Au début, les forces de la réaction ont tenté de rejeter le blâme pour le massacre sur d’autres. En Suède, l’attaché de presse des Démocrates Suédois (extrême-droite), tous comme des journaux tels que le Dagbladet en première page ou comme le commentateur politique Henrik Brors, ont bien vite identifié des islamistes comme étant responsables des attaques. Maintenant, médias et politiciens pro-establishment parlent seulement de l’extrémisme, en évitant généralement de discuter des idées et des motivations de droite de Behring Brevik. L’éditorial du Dagens Nyheter du 24 juillet a même tenté d’assimiler le massacre d’Olso avec une ‘‘menace’’ imaginaire de ‘‘l’extrémisme de gauche’’. En fait, tant Behring Breivik qu’Al-Qaeda représentent les réactionnaires et les idées de droite contre le mouvement des travailleurs, les droits démocratiques et les droits des femmes.

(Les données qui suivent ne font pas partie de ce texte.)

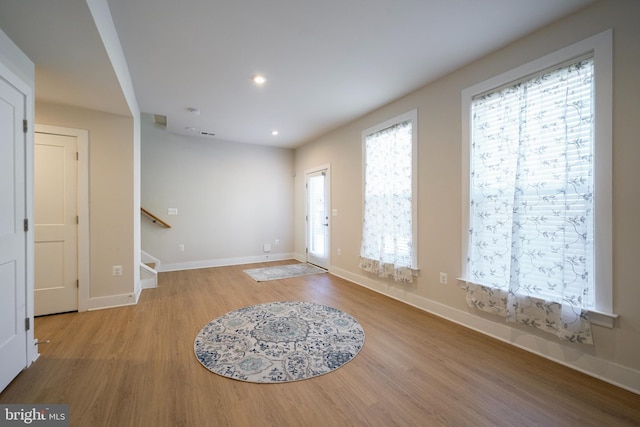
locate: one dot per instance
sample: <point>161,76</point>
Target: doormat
<point>283,271</point>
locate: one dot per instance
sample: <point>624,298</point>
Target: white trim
<point>222,262</point>
<point>602,47</point>
<point>112,301</point>
<point>17,79</point>
<point>412,116</point>
<point>84,259</point>
<point>327,168</point>
<point>613,373</point>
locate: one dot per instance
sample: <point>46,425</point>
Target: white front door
<point>13,238</point>
<point>318,218</point>
<point>56,224</point>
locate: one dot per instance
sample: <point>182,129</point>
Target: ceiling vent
<point>160,119</point>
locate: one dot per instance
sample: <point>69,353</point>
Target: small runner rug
<point>279,342</point>
<point>283,271</point>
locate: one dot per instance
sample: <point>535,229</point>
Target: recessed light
<point>259,79</point>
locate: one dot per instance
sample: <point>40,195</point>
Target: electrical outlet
<point>117,270</point>
<point>443,278</point>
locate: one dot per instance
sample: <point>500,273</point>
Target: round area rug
<point>279,342</point>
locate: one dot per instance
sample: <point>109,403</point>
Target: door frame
<point>327,168</point>
<point>26,87</point>
<point>82,138</point>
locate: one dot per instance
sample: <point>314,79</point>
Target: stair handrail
<point>154,218</point>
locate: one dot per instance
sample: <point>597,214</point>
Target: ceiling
<point>326,62</point>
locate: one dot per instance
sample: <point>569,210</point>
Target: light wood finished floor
<point>134,366</point>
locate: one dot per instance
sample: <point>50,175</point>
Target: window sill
<point>596,317</point>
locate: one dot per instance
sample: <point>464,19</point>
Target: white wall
<point>231,199</point>
<point>616,353</point>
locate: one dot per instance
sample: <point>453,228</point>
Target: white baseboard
<point>111,301</point>
<point>191,265</point>
<point>613,373</point>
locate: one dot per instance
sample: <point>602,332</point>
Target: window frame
<point>601,45</point>
<point>411,116</point>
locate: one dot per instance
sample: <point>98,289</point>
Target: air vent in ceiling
<point>160,119</point>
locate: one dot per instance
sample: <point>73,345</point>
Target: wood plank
<point>135,366</point>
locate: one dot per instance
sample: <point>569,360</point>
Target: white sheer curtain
<point>531,208</point>
<point>387,232</point>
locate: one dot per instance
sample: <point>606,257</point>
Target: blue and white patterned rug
<point>279,342</point>
<point>283,271</point>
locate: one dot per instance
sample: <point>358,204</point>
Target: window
<point>389,223</point>
<point>538,193</point>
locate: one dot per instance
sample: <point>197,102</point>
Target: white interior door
<point>318,218</point>
<point>56,224</point>
<point>13,239</point>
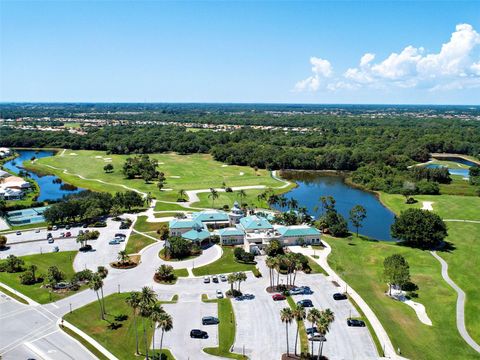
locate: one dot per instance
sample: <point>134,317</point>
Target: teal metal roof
<point>210,216</point>
<point>298,231</point>
<point>184,224</point>
<point>196,235</point>
<point>255,223</point>
<point>230,232</point>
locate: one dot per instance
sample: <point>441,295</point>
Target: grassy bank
<point>360,263</point>
<point>188,172</point>
<point>63,260</point>
<point>226,264</point>
<point>121,341</point>
<point>226,330</point>
<point>137,242</point>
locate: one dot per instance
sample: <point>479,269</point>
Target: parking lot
<point>31,242</point>
<point>187,315</point>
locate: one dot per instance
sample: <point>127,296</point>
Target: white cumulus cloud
<point>455,66</point>
<point>321,69</point>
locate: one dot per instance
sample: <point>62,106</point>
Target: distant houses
<point>254,232</point>
<point>11,187</point>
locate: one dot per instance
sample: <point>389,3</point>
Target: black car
<point>305,303</point>
<point>198,334</point>
<point>339,296</point>
<point>210,320</point>
<point>355,322</point>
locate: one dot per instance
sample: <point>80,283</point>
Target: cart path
<point>460,304</point>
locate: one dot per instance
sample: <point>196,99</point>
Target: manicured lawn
<point>226,331</point>
<point>63,260</point>
<point>25,227</point>
<point>85,343</point>
<point>226,264</point>
<point>168,214</point>
<point>12,295</point>
<point>188,172</point>
<point>360,263</point>
<point>316,268</point>
<point>180,272</point>
<point>159,206</point>
<point>458,186</point>
<point>447,206</point>
<point>137,242</point>
<point>229,198</point>
<point>120,342</point>
<point>464,269</point>
<point>143,226</point>
<point>464,260</point>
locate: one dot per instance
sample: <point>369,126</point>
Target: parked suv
<point>210,320</point>
<point>198,334</point>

Les véritables socialistes s’opposent au terrorisme d’individus ou de groupes, de même qu’ils s’opposent au terrorisme d’Etat qui est l’œuvre de l’impérialisme américain et de ses alliés, y compris la Suède et la Norvège. Les attaques terroristes d’Oslo sont aussi choquantes pour la Norvège que le 9/11 l’a été aux USA ou que l’a été le meurtre du premier ministre Olof Palme en Suède en 1986.

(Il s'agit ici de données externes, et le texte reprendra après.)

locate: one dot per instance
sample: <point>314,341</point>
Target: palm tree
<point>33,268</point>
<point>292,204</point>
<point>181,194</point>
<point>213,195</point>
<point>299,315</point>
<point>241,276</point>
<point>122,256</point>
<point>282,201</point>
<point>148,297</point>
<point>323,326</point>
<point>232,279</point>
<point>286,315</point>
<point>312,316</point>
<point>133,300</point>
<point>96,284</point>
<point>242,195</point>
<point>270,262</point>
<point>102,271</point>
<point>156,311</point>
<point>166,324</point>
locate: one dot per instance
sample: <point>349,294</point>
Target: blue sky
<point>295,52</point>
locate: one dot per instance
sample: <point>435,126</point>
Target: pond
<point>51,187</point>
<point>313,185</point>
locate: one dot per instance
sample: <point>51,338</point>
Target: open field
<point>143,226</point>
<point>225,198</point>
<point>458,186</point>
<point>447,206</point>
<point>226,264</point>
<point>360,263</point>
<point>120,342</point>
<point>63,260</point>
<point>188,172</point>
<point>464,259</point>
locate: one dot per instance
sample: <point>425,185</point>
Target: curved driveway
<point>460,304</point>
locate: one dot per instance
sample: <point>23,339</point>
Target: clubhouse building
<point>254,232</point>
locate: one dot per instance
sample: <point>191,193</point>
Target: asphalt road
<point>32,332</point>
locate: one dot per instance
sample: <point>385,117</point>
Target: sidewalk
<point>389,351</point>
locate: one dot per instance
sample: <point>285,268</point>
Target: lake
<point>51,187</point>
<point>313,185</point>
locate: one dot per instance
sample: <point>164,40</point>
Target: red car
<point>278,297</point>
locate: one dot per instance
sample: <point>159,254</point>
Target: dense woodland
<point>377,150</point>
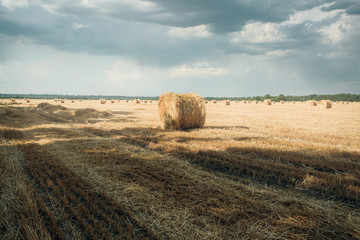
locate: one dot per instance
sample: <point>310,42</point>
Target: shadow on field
<point>334,175</point>
<point>226,127</point>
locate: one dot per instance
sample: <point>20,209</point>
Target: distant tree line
<point>73,97</point>
<point>333,97</point>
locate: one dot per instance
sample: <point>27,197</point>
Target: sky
<point>213,48</point>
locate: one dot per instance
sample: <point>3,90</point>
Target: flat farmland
<point>86,170</point>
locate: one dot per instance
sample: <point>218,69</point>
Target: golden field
<point>86,170</point>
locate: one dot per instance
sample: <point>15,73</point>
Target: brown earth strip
<point>87,209</point>
<point>291,169</point>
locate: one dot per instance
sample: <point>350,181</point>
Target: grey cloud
<point>352,7</point>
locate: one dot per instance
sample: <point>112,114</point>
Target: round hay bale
<point>267,102</point>
<point>312,103</point>
<point>181,111</point>
<point>325,104</point>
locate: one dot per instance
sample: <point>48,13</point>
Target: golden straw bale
<point>267,102</point>
<point>312,103</point>
<point>182,111</point>
<point>325,104</point>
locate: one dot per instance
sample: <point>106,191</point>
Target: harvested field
<point>87,170</point>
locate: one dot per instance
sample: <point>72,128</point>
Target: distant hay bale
<point>91,112</point>
<point>267,102</point>
<point>312,103</point>
<point>325,104</point>
<point>181,111</point>
<point>48,106</point>
<point>87,112</point>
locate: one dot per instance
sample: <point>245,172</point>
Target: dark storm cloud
<point>230,15</point>
<point>352,7</point>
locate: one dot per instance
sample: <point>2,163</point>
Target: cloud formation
<point>168,42</point>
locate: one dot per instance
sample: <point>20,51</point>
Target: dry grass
<point>267,102</point>
<point>325,104</point>
<point>252,172</point>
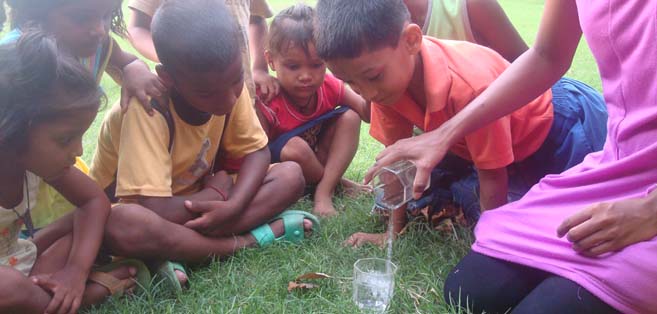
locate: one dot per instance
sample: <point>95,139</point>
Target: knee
<point>296,149</point>
<point>290,176</point>
<point>130,229</point>
<point>349,119</point>
<point>14,288</point>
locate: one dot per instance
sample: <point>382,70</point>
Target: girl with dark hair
<point>302,121</point>
<point>47,102</point>
<point>81,28</point>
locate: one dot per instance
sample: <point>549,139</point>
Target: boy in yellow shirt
<point>166,163</point>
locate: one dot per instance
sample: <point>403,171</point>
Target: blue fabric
<point>11,36</point>
<point>276,146</point>
<point>579,128</point>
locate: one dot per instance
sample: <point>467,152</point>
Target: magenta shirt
<point>622,35</point>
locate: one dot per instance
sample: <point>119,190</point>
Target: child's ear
<point>269,60</point>
<point>412,38</point>
<point>166,78</point>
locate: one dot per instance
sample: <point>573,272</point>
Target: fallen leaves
<point>298,285</point>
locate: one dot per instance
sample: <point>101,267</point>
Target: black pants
<point>485,284</point>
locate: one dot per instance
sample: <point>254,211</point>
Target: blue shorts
<point>276,146</point>
<point>579,128</point>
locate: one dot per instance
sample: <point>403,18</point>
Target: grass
<point>255,280</point>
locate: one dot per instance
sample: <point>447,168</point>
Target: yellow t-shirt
<point>242,10</point>
<point>134,148</point>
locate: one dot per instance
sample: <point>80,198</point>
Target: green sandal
<point>115,286</point>
<point>166,273</point>
<point>293,224</point>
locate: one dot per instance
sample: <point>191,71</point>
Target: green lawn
<point>255,280</point>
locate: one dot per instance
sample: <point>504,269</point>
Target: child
<point>167,163</point>
<point>422,81</point>
<point>301,121</point>
<point>250,16</point>
<point>477,21</point>
<point>47,102</point>
<point>81,29</point>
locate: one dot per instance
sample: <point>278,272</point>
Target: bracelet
<point>223,195</point>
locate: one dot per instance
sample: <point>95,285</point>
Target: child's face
<point>214,92</point>
<point>53,145</point>
<point>382,75</point>
<point>299,74</point>
<point>80,26</point>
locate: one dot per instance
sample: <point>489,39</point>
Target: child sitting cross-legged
<point>47,102</point>
<point>420,81</point>
<point>176,204</point>
<point>302,121</point>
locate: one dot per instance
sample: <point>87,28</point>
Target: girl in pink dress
<point>582,241</point>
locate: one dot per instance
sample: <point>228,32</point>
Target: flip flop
<point>166,272</point>
<point>116,287</point>
<point>293,225</point>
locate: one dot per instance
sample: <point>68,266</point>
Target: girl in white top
<point>47,102</point>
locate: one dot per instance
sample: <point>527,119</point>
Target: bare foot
<point>96,293</point>
<point>353,189</point>
<point>361,238</point>
<point>278,227</point>
<point>324,207</point>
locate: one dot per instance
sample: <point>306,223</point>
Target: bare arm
<point>214,215</point>
<point>493,29</point>
<point>357,103</point>
<point>88,221</point>
<point>267,84</point>
<point>493,187</point>
<point>529,76</point>
<point>139,28</point>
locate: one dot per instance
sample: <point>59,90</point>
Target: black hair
<point>347,28</point>
<point>33,73</point>
<point>29,13</point>
<point>197,35</point>
<point>291,27</point>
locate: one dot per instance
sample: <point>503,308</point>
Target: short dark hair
<point>197,35</point>
<point>32,73</point>
<point>292,26</point>
<point>347,28</point>
<point>28,13</point>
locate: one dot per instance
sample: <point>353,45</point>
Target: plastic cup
<point>374,281</point>
<point>393,185</point>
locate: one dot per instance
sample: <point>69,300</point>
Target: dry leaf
<point>293,285</point>
<point>313,276</point>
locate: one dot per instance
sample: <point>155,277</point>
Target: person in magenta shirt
<point>582,241</point>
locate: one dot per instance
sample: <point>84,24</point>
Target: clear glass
<point>374,281</point>
<point>393,185</point>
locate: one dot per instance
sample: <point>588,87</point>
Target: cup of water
<point>374,280</point>
<point>393,185</point>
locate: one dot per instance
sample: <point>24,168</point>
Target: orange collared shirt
<point>455,73</point>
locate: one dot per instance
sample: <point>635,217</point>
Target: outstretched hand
<point>140,82</point>
<point>425,151</point>
<point>608,227</point>
<point>212,214</point>
<point>268,85</point>
<point>66,288</point>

En Norvège, la solidarité avec les victimes de Behring Breivik s’est immédiatement exprimée, notamment illustrée par ces propriétaires de bateaux qui ont risqué leurs vies afin de sauver les jeunes qui avaient sauté dans les eaux entourant l’île pour se sauver du terroriste armé. En une expression d’incrédulité et de sympathie avec les jeunes assassinés, des montagnes de fleurs ont été déposées à l’extérieur des bureaux et des bâtiments des sociaux démocrates du parti Travailliste et dans les églises. C’est un élément révélateur du potentiel des travailleurs et de la jeunesse pour agir contre la terreur de droite et le racisme ainsi que contre les conditions sociales qui les provoquent.
Unité du mouvement des travailleurs contre les idées réactionnaires
Le terrorisme est essentiellement un produit de la société. Les anciennes sociétés basées sur l’Etat-Providence en Norvège et en Suède ont petit à petit été détruites, avec une extension des pénuries de moyens pour pourvoir aux besoins sociaux et la création de nouvelles injustices. En l’absence d’organisations de travailleurs capables de mener campagne en unissant ceux-ci pour résister au néolibéralisme et au système dans son ensemble, l’espace a été créé pour que des racistes et des extrémistes de droite puissent en profiter pour blâmer de commodes boucs émissaires. La droite populiste, les racistes, les néonazis et quelques fondamentalistes chrétiens s’en prennent aux immigrés, aux minorités, aux travailleurs et aux militants de gauche et les rendent responsables de la crise croissante que connaît la société. Les politiciens de l’establishment préparent le terrain sur lequel se développe ce climat réactionnaire en menant des politiques qui ont pour conséquence de traiter durement les réfugiés et de miner la solidarité dans la société à coups d’attaques contre les malades, les chômeurs, et ainsi de suite.
Pour couper court au développement des idées et organisations réactionnaires, ainsi que pour s’en prendre au terreau pour le terrorisme de droite, il faut une campagne du mouvement des travailleurs, uni internationalement. Combattre le terrorisme, c’est aussi combattre la guerre, la mondialisation capitaliste et le racisme. C’est lutter pour des conditions de vie décentes pour tous, pour de bons salaires, et pour une société qui réponde aux besoins de chacun.
Cela doit commencer dès maintenant, par des mobilisations contre l’extrême droite et le terrorisme inspiré par l’extrême-droite, et aller en direction d’une alternative socialiste démocratique contre la dictature des marchés capitalistes.